The K-means method yields a collection of K cluster centroids and labels designating each data point's cluster membership. The within-cluster sum of squared distances, sometimes referred to as inertia or distortion, is what the algorithm seeks to minimize.
K-means clustering offers several benefits, such as simplicity, scalability, and effectiveness. It does have some drawbacks, though, such as its sensitivity to the initial centroid choice, the requirement to predetermine the number of clusters, and its susceptibility to outliers.
Before employing K-means clustering, it is crucial to properly preprocess the data and select an outstanding K value based on domain expertise or using assessment metrics like the silhouette coefficient or elbow technique.
Code:
import pandas as pd
from sklearn.feature_extraction.text import TfidfVectorizer
from sklearn.cluster import KMeans
from sklearn.decomposition import PCA
import matplotlib.pyplot as plt
# Load the Excel data file
data = pd.read_excel('data.xlsx')
# Extract the ideas from the 'Idea' column
corpus = data['Idea'].astype(str).tolist()
# TF-IDF Vectorizer
vectorizer = TfidfVectorizer()
X = vectorizer.fit_transform(corpus)
# K-Means Clustering
num_clusters = 2 # Update to 3 clusters
km = KMeans(n_clusters=num_clusters)
km.fit(X)
clusters = km.labels_.tolist()
# Perform dimensionality reduction using PCA
pca = PCA(n_components=2) # Change to 3 for 3D visualization
reduced_features = pca.fit_transform(X.toarray())
# Create a DataFrame with reduced features and corresponding cluster labels
ideas_cluster = {'Cluster': clusters, 'PC1': reduced_features[:, 0], 'PC2': reduced_features[:, 1]}
frame = pd.DataFrame(ideas_cluster)
# Plot the clusters
plt.scatter(frame['PC1'], frame['PC2'], c=frame['Cluster'], cmap='viridis')
plt.xlabel('Principal Component 1')
plt.ylabel('Principal Component 2')
plt.title('K-Means Clustering of Text Documents')
plt.colorbar()
plt.show()
Output:
Explaination:
K-means clustering is carried out by the algorithm on a dataset of text documents. The data from an Excel file must first be loaded before the text from the "Idea" column can be extracted. Term Frequency-Inverse Document Frequency (TF-IDF), which weights each term based on its frequency in the document and inverse frequency across all documents, is then used to alter the text.

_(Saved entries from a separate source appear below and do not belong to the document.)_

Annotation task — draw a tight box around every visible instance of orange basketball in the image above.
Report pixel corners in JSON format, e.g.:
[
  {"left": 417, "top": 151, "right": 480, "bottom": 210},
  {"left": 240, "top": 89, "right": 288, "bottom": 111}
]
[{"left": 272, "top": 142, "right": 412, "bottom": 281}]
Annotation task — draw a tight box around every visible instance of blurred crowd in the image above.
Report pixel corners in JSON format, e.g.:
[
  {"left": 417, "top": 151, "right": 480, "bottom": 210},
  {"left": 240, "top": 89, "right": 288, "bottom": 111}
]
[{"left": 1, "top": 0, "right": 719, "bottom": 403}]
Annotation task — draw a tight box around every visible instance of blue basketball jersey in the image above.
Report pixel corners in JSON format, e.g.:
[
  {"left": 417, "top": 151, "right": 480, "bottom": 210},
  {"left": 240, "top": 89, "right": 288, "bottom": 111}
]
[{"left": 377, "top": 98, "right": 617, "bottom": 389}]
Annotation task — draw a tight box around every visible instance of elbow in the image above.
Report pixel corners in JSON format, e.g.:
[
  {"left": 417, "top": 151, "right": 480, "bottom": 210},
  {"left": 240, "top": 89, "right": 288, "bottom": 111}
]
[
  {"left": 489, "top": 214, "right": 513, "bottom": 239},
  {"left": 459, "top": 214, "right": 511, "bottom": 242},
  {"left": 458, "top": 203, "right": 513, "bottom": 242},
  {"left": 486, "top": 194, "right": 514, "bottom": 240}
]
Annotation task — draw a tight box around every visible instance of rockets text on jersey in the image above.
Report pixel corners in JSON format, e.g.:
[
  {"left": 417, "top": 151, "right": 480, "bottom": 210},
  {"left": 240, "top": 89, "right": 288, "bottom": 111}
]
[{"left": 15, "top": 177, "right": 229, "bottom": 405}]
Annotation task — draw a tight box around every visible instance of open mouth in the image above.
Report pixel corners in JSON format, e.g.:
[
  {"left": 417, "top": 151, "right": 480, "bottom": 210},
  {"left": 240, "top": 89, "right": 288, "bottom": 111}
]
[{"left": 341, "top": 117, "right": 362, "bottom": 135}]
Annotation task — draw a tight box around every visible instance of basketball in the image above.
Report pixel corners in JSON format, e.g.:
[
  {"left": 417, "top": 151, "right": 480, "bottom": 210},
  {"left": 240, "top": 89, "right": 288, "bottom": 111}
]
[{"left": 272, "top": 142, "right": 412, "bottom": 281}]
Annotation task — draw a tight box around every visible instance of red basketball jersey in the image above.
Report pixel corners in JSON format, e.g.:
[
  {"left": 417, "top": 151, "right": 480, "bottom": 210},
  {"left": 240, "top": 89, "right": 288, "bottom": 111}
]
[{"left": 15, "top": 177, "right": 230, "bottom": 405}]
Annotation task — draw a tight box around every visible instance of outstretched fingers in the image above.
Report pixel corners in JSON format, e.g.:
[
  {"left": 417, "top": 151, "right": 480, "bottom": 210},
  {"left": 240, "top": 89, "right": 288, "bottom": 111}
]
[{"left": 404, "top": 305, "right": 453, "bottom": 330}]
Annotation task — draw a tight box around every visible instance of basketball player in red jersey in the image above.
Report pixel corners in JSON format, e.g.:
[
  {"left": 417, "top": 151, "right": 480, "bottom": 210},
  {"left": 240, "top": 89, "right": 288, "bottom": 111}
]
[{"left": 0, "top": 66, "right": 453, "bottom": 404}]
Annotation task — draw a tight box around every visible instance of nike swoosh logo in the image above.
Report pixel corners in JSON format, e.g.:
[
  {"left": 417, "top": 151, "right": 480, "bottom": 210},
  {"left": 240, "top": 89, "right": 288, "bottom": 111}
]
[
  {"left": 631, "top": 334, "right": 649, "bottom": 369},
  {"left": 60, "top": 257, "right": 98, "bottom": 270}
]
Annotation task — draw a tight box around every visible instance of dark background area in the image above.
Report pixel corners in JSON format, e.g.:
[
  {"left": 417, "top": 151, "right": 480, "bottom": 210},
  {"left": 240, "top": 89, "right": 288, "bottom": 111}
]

The data that have been modified using TF-IDF are then clustered using K-means. Although it may be changed as needed, the initial setting for the number of clusters is two. Based on how similar the documents are in the TF-IDF space, the K-means algorithm divides the texts into clusters. Each document has a cluster label attached to it.
Principal Component Analysis (PCA) is used to decrease the dimensionality of the TF-IDF matrix to visualize the clustering findings. This lowers the dimensions of the data to two (PC1 and PC2) for simple visualization, but three can be added for a three-dimensional display. A DataFrame is created by combining the cluster labels and reduced characteristics.
Finally, matplotlib. pyplot is used to produce a scatter plot. Each point in the map represents a document, and its color corresponds to the cluster to which it belongs—the graphic aids in visualizing the clustering of documents according to their TF-IDF representations. The color bar provides a legend for interpreting the cluster labels.